Going proved even rougher than he had expected. Squirming over unknown terrain is hard, even in conditions of fair visibility. On Triton, with its constantly varying light, and the ever-present confusion of mirages, it was fantastic. The cumbersome space suit was no help.

Darkness thickened around him, but the mirages grew worse, as he toiled up the slope. Loose stones rattled about him in tiny avalanches, and he went more carefully, lest they betray him to Roper. Sweat bathed him inside his insulated costume, and steam misted the helmet's face plate before he could get the thermal conditioners functioning properly. A bad foothold earned him a nasty fall, and the rough suiting and acid sweat combined to burn painful blisters on hands and knees.

In grim determination approximating madness, he plunged upward and onward. He found an eroded ravine and groped blindly along it, wondering what fearful liquids had gashed such a gully on such a nightmarish world.

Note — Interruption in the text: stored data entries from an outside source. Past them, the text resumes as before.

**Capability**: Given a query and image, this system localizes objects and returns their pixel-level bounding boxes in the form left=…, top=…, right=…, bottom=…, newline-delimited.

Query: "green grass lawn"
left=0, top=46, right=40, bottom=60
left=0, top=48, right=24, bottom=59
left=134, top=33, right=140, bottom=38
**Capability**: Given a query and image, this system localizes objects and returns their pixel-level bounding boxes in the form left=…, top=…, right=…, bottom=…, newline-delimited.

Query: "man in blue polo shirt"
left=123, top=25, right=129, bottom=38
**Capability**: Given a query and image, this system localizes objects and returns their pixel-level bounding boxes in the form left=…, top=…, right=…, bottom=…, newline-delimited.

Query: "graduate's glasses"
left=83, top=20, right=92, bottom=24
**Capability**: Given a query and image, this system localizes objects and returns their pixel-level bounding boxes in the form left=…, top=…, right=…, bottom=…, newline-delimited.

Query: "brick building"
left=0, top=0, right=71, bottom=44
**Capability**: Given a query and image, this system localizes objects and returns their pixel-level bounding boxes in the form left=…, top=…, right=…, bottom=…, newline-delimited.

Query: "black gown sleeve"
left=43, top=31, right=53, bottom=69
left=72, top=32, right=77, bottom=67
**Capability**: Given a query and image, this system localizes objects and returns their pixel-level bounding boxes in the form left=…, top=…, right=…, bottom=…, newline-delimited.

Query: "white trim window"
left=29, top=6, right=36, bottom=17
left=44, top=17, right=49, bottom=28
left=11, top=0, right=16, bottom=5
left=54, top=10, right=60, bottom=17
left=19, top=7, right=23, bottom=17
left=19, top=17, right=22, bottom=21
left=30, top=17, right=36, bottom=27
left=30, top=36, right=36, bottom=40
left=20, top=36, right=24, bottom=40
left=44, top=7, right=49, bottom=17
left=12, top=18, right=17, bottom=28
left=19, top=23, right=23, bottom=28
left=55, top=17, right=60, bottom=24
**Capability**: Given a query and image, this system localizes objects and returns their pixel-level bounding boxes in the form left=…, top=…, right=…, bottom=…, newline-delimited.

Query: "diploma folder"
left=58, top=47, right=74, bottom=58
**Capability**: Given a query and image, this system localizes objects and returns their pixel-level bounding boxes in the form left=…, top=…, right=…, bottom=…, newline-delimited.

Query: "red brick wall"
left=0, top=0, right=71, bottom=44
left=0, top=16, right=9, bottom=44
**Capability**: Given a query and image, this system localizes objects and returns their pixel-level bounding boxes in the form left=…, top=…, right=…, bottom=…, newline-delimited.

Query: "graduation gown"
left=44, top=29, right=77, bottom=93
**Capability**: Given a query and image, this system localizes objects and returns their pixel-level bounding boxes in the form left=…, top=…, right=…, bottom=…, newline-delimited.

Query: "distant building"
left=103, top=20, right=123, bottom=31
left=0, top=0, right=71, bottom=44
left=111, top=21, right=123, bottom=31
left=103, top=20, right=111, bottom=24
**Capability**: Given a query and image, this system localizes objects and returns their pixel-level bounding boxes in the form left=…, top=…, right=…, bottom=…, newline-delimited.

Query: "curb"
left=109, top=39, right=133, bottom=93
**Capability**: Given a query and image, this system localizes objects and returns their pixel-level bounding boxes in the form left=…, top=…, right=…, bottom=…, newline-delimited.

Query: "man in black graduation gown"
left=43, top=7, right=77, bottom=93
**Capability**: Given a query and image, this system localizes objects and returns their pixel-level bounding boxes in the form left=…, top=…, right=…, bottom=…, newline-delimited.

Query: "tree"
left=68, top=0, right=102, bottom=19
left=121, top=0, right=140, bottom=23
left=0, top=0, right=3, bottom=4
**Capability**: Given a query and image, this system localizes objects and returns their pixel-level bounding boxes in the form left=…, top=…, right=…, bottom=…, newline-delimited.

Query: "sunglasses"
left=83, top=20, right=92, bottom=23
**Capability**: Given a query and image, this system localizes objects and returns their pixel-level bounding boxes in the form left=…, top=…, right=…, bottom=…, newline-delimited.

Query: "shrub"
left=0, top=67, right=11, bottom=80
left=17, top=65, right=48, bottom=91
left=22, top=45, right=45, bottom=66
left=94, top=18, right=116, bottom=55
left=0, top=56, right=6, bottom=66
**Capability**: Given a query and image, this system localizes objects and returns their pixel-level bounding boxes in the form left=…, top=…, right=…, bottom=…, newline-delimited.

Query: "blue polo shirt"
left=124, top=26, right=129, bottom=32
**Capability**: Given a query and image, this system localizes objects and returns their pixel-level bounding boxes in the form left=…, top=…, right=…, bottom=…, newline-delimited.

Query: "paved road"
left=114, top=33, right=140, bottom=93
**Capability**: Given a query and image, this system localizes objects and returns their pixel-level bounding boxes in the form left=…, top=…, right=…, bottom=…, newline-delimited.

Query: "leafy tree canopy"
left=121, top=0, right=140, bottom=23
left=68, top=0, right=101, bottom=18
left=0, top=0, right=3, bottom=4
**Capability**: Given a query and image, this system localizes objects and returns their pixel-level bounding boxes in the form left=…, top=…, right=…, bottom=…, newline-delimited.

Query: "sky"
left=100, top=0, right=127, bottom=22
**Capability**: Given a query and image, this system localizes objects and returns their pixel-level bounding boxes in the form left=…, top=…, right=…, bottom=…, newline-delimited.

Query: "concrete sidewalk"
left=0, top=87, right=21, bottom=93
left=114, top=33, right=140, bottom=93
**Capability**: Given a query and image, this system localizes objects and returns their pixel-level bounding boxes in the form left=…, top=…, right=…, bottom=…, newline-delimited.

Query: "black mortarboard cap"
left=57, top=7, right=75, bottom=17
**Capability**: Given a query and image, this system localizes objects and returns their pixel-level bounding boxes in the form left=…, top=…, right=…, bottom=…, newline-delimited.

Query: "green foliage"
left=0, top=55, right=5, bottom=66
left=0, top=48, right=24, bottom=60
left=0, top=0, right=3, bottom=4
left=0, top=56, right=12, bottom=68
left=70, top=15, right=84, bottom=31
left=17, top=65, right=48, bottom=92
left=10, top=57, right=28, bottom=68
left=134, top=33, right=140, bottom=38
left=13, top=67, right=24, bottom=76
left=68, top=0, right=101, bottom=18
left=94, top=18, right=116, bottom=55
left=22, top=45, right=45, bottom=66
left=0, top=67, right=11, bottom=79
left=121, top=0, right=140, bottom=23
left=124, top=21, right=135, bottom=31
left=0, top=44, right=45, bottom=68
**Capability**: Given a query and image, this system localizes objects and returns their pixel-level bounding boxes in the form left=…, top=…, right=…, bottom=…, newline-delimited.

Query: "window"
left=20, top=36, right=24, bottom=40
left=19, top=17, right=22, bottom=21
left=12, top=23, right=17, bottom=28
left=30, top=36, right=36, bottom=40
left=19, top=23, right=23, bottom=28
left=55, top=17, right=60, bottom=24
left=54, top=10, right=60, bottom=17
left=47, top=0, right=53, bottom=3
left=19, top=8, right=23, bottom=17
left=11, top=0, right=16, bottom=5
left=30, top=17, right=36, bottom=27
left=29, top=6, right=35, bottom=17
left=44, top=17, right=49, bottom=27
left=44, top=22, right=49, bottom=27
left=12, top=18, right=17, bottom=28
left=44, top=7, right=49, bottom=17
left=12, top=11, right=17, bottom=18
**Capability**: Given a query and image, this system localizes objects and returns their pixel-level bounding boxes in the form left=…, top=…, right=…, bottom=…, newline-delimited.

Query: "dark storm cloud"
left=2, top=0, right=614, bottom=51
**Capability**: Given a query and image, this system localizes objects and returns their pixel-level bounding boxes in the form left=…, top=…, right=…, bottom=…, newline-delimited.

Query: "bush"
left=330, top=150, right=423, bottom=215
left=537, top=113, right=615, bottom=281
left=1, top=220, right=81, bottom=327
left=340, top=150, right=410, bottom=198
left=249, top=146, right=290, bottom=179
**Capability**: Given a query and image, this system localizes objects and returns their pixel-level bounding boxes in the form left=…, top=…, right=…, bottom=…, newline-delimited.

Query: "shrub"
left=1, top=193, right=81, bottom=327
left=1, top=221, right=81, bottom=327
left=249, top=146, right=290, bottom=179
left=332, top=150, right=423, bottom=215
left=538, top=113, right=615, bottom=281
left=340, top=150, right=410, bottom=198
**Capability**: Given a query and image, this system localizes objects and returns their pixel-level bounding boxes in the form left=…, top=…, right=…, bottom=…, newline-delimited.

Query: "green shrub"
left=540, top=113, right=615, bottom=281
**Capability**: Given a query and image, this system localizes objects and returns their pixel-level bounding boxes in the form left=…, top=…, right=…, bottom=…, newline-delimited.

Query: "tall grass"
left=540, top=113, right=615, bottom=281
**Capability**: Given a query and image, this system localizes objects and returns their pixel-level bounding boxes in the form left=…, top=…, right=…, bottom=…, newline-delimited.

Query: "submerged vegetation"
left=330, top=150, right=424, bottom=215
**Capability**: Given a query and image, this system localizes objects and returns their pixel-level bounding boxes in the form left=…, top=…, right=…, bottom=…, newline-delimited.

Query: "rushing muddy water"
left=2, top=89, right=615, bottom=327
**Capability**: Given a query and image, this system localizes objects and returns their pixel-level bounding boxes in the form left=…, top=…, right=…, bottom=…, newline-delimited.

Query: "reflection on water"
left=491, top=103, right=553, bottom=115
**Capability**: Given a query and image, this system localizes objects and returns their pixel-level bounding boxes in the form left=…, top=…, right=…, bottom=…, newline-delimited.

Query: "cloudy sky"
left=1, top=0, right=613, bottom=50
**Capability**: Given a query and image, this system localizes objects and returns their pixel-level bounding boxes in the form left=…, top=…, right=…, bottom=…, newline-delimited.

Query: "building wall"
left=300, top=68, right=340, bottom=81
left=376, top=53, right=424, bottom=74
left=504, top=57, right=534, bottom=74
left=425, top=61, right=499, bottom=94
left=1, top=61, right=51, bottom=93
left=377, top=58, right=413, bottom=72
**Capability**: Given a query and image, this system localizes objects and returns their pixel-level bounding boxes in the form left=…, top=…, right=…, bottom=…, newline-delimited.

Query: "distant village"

Alien dusk gathered, and in the hollow of the ravine writhed coils of living light. At intervals, he avoided the hot glaring flares of radioactive hotspots. Torry followed the barren fissure, and strange sounds and fleeting light-phantoms followed him. And a river of dense, sluggish air funneled upward through the gully, whispering of ugly, forgotten events upon a forgotten world. In the uneasy sky overhead, electrical discharges wove networks of colored lightnings, which crackled and hissed as static in his earphones.